Assis dans son fauteuil, les poings pressés sur les tempes, il lui semblait la voir, ravissante Andromède liée à son rocher, avec la Société, sous forme de monstre dévorant, en train de ramper vers elle pour n’en faire qu’une bouchée ; et lui accou-rait sur son cheval ailé – Pégase devenu Rossinante pour l’occasion – pour briser ses liens, se saisir d’elle et l’emporter dans l’azur… (BM, p. 65-66)
2. Le tableau vivant ou « le piège à regard »
17En référence avec l’univers diégétique du roman de Henry James, The Portrait of a Lady, on peut suggérer que celui de Lily Bart finit par se peindre, mais sur le mode du creux et du faux : il n’est plus que le portrait d’un portrait, la vision à la fois idéalisée, décalée et réifiée d’un sujet féminin pris dans le miroir aux alouettes de la représentation, autant dire, une image muette de femme. À travers l’épisode pivotal des tableaux vivants dans Chez les heureux du monde, Wharton décrit une pratique sociale qui trouve son origine dans les fêtes rituelles de la Renaissance, le xviiie siècle des peintres et leur goût pour les arts visuels. Au xixe siècle, l’époque victorienne fascinée par la femme et la nature-morte et marquée par l’influence de l’art gréco-latin et du style classique, avait adopté le tableau vivant. La source des « Fantaisies photographiques » de Julia Cameron, était un « art de salon » prisé des riches familles londoniennes, puis new yorkaises 10.

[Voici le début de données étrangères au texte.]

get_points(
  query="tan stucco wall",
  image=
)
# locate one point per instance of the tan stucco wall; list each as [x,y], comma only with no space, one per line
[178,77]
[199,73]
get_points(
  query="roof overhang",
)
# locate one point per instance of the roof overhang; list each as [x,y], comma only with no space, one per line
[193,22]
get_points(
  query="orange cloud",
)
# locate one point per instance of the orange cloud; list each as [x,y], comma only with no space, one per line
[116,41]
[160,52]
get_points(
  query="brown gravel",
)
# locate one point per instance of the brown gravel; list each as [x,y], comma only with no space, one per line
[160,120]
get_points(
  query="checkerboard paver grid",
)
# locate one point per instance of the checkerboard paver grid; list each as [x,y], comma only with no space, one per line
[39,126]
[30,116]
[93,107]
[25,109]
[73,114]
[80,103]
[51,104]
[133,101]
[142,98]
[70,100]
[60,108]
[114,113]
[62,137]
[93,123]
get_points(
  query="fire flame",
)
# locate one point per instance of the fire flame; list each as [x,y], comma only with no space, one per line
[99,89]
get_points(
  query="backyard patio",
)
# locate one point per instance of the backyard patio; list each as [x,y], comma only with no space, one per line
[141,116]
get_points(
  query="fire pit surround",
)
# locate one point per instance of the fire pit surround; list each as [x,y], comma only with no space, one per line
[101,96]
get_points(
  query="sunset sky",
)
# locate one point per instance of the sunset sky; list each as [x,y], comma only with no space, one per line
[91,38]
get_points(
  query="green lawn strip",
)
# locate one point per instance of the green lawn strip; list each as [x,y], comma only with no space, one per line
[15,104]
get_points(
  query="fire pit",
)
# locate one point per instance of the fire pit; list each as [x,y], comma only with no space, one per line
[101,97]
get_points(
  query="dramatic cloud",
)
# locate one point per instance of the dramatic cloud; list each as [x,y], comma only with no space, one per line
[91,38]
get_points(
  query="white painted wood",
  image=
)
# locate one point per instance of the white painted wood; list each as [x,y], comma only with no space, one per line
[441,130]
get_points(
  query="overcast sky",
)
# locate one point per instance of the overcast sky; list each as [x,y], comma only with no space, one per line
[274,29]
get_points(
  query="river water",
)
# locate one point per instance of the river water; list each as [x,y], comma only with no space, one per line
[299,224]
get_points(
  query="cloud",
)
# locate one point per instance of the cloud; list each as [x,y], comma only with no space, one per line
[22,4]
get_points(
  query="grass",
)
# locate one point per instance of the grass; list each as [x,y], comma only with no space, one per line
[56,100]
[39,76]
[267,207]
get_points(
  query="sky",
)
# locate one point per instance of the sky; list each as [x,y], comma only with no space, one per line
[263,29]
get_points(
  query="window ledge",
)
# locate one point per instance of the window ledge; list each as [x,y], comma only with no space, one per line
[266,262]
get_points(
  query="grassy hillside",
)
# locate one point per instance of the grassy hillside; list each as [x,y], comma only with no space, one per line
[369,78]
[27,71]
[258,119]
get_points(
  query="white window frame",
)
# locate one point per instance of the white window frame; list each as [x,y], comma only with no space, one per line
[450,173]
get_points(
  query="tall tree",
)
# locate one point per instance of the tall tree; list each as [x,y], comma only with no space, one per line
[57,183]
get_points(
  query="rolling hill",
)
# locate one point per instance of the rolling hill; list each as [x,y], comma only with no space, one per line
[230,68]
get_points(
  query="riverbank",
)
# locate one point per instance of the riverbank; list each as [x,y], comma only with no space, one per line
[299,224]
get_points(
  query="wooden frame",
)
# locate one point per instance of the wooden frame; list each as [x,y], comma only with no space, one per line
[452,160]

18Le tableau vivant est, en effet, un genre artistique lié à la société bourgeoise et au pouvoir de l’argent, un divertissement 11 susceptible, lorqu’il est accompagné d’une certaine « qualité » de musique (onéreuse, de préférence) de favoriser les « jeux de la séduction » : « des tableaux vivants et de la musique coûteuse étaient les deux appâts les plus susceptibles d’attirer la proie désirée », lit-on à un moment. (p. 160) Il s’y noue un lien étroit entre une modalité visuelle liée au narcissisme, la dimension du montrer, et la métaphore financière. Le tableau vivant est en fait un (pseudo)-objet de la culture soumis à la demande du marché, une consommation visuelle, un mode de représentation inscrit dans la praxis de la structure mercantile, un prisme où miroitent les habillages de l’objet partiel dans l’économie du désir dont la beauté féminine est porteuse :
Lily en pareil cas était dans son élément. Sous la direction de Morpeth, son sens plastique très vif, à qui, jusqu’à présent, on n’avait donné en pâture que des problèmes de toilette et d’ameublement, trouva à s’exprimer dans l’arrangement des draperies, l’étude des postures, le jeu des lumières et des ombres. Son instinct dramatique s’éveilla au choix des sujets, et les fastueuses reproductions de costumes historiques remuèrent une imagination que seules les impressions visuelles pouvaient atteindre. (p. 160)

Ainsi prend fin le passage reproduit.